For the first two, you can meet these needs without your baby leaving your house. Next time someone says "when can we take care of Baby next?" give them a big smile and say "well actually, this Saturday we have a ton of chores to do here and it would be amazing if you could come over and care for Baby to free us up to do that. Thankyou! Does Saturday afternoon work for you?" This has the advantages of both letting them do what they want, and giving you a chance to observe them so you can see if they know what they're doing. If the person pushes and says no, I want to take Baby away for the afternoon (or longer!) you can say that you aren't really up for packing up all her stuff, maybe arranging for expressed milk, pureed food, toys, clothes, diapers, change pad, highchair, crib, car seat, ... - sure, lots of parents manage all this stuff but clearly you're not ready to do so yet.
Do you think no-one would enjoy looking after your baby at your house? I go over to see my grand-daughter, who is 4 months old, once or twice a week, and that enables her parents to catch up on laundry and dishes, sort out a room that needs a good tidy, or fix things around their house. I also go out shopping with my daughter and the baby, and shopping is always easier with a second adult.

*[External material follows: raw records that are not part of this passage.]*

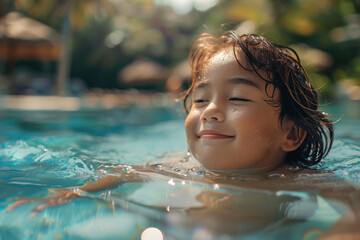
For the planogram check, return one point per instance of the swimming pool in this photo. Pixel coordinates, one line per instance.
(42, 150)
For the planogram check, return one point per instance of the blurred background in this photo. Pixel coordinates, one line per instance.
(82, 47)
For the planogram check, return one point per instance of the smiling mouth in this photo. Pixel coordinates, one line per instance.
(213, 135)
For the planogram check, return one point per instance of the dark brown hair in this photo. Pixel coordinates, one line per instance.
(298, 99)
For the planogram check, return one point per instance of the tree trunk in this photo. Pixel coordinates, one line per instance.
(63, 68)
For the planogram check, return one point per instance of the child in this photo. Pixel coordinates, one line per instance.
(252, 106)
(251, 109)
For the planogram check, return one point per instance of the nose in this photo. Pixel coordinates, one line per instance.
(212, 114)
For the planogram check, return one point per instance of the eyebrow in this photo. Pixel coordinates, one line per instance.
(205, 83)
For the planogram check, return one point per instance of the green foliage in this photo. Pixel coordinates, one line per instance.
(110, 34)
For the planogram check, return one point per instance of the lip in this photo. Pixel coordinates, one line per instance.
(212, 134)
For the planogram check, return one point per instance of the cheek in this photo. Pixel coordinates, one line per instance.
(191, 122)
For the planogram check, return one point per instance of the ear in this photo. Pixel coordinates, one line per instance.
(293, 135)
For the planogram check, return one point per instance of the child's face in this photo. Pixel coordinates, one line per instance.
(230, 124)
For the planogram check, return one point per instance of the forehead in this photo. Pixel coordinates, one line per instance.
(225, 62)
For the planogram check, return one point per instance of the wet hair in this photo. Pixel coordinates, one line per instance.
(280, 67)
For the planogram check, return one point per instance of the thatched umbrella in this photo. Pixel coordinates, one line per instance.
(22, 38)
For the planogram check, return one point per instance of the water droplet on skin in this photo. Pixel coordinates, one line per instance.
(158, 165)
(276, 175)
(199, 173)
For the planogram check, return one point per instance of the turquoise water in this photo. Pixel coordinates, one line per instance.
(52, 150)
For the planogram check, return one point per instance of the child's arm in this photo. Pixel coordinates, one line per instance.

I really enjoy seeing the baby so often and having her know who I am. I play with her, read to her, and yes, I get a chance to chat to my daughter and son-in-law too, which is an added bonus. And yes, twice so far she's been left with me, which is nice too, but it's been because they asked me if I would, not because I asked to borrow her.
For the third one, you don't need to meet that need, but if you would like to work towards that, observing their caregiving could put you into a position to be able to agree to that eventually.
Perhaps there's another reason. When you know what it is, you'll know how to say no gracefully and firmly, as well as perhaps how to suggest something else that might meet their needs.